Stacco, e salto di tredici anni. Ora Elena e Antonio sono sposati, hanno due bambini e un locale molto ben avviato in centro a Lecce. Sul piano personale, però, l’amore di coppia sembra fiaccato dalla routine, dall’ambizione di lei che mal si coniuga all’indolenza di lui. Ma, al fondo, non cede: neppure quando lui la tradisce, ripetutamente, e poi addirittura con un’amante per così dire ufficiale, un’esplosiva parrucchiera napoletana.

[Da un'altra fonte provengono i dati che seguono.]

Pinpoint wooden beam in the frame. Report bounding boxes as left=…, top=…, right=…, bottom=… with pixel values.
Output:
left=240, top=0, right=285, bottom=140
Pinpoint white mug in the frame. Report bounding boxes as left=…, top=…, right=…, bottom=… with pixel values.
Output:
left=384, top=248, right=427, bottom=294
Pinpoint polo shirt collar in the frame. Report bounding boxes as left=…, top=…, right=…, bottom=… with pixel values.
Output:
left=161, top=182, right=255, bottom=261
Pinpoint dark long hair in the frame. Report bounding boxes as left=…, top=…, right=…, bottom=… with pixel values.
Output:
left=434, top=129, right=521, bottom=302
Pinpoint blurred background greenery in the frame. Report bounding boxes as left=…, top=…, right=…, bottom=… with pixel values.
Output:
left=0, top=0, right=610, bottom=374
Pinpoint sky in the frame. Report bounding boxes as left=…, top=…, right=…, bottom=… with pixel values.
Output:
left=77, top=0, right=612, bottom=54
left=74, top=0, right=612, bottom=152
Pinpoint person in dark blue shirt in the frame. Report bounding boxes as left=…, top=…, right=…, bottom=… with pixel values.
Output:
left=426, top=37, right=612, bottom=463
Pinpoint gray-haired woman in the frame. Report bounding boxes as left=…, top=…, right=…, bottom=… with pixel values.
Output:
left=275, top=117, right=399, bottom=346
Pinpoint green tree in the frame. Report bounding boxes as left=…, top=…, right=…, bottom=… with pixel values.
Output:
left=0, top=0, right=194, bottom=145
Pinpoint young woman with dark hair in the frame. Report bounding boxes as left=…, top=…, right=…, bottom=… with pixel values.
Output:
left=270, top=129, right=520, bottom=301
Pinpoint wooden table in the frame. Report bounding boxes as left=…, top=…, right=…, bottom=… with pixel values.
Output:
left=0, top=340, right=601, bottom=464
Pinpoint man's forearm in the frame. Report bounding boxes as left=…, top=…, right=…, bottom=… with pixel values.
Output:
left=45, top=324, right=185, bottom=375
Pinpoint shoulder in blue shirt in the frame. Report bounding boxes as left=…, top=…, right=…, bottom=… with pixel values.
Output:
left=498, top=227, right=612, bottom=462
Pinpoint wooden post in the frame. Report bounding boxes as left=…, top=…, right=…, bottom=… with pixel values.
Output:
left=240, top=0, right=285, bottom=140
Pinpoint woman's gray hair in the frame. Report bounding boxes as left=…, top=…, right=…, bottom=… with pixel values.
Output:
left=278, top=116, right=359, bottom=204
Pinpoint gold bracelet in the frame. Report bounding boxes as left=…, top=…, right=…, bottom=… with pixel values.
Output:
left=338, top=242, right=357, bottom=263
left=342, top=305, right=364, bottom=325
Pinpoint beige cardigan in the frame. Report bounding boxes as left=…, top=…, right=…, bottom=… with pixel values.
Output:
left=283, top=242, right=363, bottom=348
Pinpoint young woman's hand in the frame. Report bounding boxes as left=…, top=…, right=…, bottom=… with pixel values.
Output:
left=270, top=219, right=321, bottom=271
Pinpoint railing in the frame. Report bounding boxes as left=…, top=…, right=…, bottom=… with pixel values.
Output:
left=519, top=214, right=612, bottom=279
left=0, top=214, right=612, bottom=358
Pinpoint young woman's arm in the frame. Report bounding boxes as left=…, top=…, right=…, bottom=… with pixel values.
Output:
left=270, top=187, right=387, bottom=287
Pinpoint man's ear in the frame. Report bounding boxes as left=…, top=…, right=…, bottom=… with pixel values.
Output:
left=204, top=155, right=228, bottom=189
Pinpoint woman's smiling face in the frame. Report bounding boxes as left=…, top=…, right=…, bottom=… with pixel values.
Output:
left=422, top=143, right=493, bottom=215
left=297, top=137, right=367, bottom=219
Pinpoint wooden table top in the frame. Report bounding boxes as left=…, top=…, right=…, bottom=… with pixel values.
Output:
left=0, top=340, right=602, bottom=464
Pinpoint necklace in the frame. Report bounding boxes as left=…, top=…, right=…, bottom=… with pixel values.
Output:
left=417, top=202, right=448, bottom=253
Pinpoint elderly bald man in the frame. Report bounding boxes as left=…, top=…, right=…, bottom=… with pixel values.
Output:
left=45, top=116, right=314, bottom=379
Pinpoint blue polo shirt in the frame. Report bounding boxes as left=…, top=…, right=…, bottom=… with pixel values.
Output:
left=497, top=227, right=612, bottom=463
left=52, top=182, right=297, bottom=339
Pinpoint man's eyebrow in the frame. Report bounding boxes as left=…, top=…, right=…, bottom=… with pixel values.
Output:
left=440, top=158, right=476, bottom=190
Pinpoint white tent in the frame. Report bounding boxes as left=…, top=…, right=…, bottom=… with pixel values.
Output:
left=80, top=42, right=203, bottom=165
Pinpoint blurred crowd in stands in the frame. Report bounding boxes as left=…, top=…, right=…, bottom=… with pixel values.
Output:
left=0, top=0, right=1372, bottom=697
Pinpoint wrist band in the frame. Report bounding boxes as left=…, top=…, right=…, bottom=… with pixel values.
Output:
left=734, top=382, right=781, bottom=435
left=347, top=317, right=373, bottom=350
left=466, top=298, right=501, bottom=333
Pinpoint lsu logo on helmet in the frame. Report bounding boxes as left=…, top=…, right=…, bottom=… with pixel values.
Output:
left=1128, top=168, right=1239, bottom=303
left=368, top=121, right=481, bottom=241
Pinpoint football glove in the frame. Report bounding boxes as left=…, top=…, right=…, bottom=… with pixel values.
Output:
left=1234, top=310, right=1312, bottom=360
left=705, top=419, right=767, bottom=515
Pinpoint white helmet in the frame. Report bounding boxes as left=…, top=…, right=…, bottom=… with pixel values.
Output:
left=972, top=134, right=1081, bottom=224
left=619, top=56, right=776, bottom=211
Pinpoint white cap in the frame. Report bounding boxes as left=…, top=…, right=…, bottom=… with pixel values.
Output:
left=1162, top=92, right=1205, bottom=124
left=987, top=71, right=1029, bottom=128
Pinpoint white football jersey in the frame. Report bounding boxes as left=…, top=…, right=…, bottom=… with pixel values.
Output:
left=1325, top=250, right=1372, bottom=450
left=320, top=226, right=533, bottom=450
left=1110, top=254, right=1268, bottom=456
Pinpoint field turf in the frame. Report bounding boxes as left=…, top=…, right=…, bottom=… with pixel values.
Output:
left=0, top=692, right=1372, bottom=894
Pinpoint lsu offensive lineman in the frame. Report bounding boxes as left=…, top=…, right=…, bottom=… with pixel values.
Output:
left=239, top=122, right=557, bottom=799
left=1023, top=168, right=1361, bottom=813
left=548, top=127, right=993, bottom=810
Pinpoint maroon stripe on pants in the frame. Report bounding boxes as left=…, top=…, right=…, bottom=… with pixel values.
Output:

Proprio allora Elena scopre casualmente, per aver accompagnato la zia ad una visita di screening, di avere un tumore al seno. Antonio lì per lì scappa, non regge. Le prove che Elena deve affrontare sono dure. Özpetek non teme di mostrare la sua solitudine nell’avviarsi verso la sala infusioni, lo strazio nel sopportare la chemio, la mortificazione del suo corpo, tutti gli effetti collaterali delle terapie, la perdita dei capelli. Ma mai della speranza. Nonostante tutto, per quanto la malattia la sfidi, Elena è fedele alla vita, ai suoi figli ed all’amore. Ed è forse per questo che Özpetek lascia la cinepresa accesa anche in corsia, al letto di lei, per lasciarci capire come l’amore di Antonio – nel frattempo tornato ad accudirla – possa ancora esprimersi fisicamente, senza infingimenti e lasciando ardere una scintilla di desiderio anche per un corpo provato e smagrito, ma profondamente amato.
Poche altre volte, a nostra memoria, il cinema aveva infranto il tabù del sesso con una persona malata di tumore. Ricordiamo una scena d’amore in corsia, anch’essa toccante, in Guardami, di Davide Ferrario, ed un bel film di Luis Puenzo, La puta y la ballena.
Qui, c’è un darsi reciproco davvero coniugale: d’altra parte, la stessa amante – assai poco gelosa – aveva fatto notare ad Elena che Antonio “è generoso di sé”. Ed in questo caso si apprezza quanto la generosità dei corpi possa trasfondere vita e speranza.
La malattia stravolge i corpi e il quotidiano, insidia e distrugge, ma crea anche occasioni d’incontro: per esempio, con Egle (una convincente Paola Minaccioni), compagna di stanza di Elena, malata grave di mesotelioma polmonare,  e con una giovane medico, Giulia Michelini, che ha con Elena un colloquio franco e aperto. C’è molta acqua, nel film, fin dalle scene iniziali che si aprono su una sorta di diluvio. I protagonisti nuotano in mare così come nel più vasto oceano della vita, perdendosi e incontrandosi di nuovo. Nel finale, Antonio dovrebbe riaccompagnare la moglie in ospedale, ma prima fa una deviazione – salutare – proprio per portarla a vedere quella cala dove per la prima volta avevano fatto l’amore. Ora è inverno, il mare è in tempesta, come la loro vita, ma Elena di fronte a quelle onde, con accanto il suo uomo, riesce a sorridere.